1. Pemilik MaxOne Hotel mengosongkan tanah seluas 550 meter persegi yang merupakan hak sah ahli waris M. Saleh.
2. Menghentikan semua aktivitas usaha di atas tanah sengketa tersebut.
3. Memberikan ganti rugi atas kerugian yang dialami ahli waris selama lahan dikuasai pihak hotel.
4. Membongkar seluruh bangunan yang berdiri di atas lahan ahli waris.
5. Mengembalikan keuntungan yang diperoleh dari pemanfaatan tanah itu.
6. Menyerahkan kembali lahan kepada ahli waris M. Saleh secara penuh.
“Jika tuntutan ini tidak dipenuhi, kami akan terus menggelar aksi di sini, bahkan akan membawa massa lebih besar lagi. Jangan coba-coba merampas hak rakyat kecil, kami akan berdiri paling depan untuk melawan,” seru Desri dalam orasinya.
Sementara itu, pihak manajemen MaxOne Hotel yang diwakili oleh Adam menyatakan bahwa kasus tersebut sudah masuk ranah hukum.

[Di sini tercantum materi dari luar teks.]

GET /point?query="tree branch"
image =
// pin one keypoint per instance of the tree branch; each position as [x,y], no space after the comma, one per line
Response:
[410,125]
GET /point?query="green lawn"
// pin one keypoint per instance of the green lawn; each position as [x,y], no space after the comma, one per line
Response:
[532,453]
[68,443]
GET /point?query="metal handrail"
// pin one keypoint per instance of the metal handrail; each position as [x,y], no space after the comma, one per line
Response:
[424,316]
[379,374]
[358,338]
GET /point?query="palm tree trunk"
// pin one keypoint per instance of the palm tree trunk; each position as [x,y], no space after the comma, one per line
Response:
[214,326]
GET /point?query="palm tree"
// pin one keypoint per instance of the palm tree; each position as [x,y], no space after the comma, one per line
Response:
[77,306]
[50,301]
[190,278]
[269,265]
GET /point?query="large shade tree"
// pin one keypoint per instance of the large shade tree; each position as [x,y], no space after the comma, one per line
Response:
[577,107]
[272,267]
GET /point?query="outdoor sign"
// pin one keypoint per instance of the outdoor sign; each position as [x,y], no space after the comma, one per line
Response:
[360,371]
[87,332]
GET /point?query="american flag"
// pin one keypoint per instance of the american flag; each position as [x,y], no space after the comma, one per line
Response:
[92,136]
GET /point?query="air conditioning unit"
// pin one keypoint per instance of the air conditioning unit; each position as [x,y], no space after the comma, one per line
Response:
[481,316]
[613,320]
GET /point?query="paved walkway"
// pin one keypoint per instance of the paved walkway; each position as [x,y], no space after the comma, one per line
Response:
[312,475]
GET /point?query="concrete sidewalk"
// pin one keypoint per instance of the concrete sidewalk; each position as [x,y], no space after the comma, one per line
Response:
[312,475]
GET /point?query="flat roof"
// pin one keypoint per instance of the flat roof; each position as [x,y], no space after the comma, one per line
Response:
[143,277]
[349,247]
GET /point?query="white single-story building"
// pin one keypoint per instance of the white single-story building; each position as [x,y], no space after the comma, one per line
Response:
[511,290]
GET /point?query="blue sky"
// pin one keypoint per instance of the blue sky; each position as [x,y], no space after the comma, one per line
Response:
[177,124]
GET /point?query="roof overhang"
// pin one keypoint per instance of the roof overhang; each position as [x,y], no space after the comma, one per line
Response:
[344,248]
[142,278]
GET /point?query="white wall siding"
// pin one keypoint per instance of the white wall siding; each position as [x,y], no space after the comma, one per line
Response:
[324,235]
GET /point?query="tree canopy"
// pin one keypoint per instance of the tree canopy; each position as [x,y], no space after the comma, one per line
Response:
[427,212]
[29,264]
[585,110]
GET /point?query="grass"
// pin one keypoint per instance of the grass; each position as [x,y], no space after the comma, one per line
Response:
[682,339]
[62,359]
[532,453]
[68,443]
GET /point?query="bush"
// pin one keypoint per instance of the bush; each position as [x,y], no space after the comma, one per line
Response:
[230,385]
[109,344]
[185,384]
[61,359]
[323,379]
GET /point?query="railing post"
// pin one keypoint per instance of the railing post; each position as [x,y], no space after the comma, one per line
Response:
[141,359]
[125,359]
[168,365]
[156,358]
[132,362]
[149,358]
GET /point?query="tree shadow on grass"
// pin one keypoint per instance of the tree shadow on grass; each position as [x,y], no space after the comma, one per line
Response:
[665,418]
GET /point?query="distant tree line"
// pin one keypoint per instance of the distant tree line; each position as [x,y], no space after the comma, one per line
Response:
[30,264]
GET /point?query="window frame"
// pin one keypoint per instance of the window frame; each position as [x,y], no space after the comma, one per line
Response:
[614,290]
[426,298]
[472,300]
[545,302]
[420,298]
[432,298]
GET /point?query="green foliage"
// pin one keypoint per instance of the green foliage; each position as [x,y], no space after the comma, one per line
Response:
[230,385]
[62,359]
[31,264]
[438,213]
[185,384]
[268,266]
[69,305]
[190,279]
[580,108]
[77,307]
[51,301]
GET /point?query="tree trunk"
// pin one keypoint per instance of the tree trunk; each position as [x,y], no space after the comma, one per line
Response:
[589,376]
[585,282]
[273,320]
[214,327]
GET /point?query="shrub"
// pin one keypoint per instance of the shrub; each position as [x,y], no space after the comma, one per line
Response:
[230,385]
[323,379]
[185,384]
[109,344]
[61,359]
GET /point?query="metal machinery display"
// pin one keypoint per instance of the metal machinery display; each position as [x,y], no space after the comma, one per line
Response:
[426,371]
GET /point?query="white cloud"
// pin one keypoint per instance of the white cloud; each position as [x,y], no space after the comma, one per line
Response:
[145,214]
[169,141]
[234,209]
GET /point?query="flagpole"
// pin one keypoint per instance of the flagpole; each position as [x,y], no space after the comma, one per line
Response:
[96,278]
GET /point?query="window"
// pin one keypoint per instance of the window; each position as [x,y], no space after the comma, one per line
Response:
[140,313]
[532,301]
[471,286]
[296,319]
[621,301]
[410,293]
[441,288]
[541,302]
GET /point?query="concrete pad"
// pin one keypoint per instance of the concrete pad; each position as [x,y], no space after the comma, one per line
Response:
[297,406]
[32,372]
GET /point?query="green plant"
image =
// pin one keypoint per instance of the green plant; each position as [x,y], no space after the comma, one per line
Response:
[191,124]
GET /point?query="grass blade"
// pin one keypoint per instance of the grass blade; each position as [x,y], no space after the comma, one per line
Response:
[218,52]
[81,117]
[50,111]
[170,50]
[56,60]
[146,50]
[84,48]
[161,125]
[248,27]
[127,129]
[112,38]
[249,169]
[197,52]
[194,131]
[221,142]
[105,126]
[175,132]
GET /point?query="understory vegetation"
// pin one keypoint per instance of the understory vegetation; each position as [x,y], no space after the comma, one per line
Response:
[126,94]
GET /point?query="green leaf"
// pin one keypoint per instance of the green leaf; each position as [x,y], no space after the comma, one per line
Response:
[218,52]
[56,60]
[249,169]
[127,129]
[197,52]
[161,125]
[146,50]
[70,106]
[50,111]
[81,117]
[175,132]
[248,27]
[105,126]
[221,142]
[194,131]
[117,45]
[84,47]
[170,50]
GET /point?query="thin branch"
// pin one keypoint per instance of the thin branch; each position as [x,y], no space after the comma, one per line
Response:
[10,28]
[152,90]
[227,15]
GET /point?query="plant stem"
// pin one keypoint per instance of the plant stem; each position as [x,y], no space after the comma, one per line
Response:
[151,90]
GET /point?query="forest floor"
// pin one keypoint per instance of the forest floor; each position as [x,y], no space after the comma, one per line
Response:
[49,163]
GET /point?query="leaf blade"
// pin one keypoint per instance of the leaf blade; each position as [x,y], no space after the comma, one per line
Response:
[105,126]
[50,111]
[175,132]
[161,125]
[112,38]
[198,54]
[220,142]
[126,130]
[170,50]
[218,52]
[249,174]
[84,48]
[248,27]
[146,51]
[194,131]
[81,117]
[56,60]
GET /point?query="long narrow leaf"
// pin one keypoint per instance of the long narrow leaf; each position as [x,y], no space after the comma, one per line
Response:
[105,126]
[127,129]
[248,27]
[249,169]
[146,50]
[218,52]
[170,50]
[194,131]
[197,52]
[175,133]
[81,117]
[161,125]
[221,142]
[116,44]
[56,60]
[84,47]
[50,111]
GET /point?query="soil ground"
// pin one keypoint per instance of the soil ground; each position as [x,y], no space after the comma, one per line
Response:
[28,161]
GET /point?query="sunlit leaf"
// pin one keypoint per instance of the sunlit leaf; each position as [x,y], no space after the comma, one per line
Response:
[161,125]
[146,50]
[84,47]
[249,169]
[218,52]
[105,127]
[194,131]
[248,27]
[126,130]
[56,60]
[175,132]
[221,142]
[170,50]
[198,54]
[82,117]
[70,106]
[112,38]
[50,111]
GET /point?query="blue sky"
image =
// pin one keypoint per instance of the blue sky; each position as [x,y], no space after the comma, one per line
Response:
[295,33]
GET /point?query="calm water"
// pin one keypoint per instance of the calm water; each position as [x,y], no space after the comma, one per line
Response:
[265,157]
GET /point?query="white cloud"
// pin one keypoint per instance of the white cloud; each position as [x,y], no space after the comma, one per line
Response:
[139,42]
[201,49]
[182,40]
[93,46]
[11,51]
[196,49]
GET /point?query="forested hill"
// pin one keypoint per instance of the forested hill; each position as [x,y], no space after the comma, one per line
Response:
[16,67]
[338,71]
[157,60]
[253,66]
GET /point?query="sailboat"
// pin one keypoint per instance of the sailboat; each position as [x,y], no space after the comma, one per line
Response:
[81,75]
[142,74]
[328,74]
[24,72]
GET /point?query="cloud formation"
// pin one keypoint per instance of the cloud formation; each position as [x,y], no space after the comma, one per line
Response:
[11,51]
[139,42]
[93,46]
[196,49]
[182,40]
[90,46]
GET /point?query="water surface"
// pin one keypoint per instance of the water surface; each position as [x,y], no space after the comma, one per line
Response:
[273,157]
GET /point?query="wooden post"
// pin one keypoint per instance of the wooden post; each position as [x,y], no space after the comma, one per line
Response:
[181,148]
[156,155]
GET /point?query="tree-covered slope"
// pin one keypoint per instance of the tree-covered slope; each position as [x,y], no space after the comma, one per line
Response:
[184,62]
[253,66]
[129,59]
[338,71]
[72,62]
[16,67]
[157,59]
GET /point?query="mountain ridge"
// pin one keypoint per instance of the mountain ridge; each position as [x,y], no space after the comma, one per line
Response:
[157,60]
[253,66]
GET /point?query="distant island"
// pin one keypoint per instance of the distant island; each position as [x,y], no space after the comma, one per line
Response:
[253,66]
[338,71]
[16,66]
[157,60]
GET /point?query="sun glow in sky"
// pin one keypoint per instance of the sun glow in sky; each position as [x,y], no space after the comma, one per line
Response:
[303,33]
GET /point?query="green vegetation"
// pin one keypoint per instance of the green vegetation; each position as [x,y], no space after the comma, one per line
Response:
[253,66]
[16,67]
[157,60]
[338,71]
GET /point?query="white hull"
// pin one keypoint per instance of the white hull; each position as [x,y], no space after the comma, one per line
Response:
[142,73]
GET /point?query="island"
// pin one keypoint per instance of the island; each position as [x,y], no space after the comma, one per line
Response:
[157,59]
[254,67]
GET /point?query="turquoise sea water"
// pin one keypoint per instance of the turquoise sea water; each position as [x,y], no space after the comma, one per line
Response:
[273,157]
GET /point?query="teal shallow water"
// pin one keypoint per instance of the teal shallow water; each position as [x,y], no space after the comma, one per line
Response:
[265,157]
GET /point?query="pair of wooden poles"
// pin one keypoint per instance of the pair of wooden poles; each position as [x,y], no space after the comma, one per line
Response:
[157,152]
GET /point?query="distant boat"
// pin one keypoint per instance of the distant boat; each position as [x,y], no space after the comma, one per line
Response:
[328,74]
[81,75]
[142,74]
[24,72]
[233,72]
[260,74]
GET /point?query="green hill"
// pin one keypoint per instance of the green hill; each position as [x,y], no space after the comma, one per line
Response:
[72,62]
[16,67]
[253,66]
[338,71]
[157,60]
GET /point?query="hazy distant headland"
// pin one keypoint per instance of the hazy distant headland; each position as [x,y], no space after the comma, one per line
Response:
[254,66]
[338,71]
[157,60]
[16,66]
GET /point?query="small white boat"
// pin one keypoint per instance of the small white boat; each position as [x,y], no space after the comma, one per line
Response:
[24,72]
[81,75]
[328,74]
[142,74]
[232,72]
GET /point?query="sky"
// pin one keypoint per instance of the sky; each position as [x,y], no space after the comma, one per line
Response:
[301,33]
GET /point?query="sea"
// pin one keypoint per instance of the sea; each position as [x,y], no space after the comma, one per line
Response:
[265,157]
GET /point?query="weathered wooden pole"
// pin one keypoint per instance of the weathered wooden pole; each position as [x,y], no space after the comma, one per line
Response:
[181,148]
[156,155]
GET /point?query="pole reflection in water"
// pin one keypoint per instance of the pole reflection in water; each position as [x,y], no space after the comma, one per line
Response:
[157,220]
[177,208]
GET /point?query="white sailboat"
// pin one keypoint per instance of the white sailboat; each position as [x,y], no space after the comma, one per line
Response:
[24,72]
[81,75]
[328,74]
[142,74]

“Proses ini sudah berlangsung di pengadilan. Marilah kita bersama-sama menghormati proses hukum yang berjalan dan menunggu hasil putusan pengadilan,” katanya singkat.
Meski begitu, massa aksi tetap menegaskan akan terus mengawal kasus ini hingga hak ahli waris dikembalikan. Aksi berlangsung tertib dengan pengawalan aparat kepolisian setempat.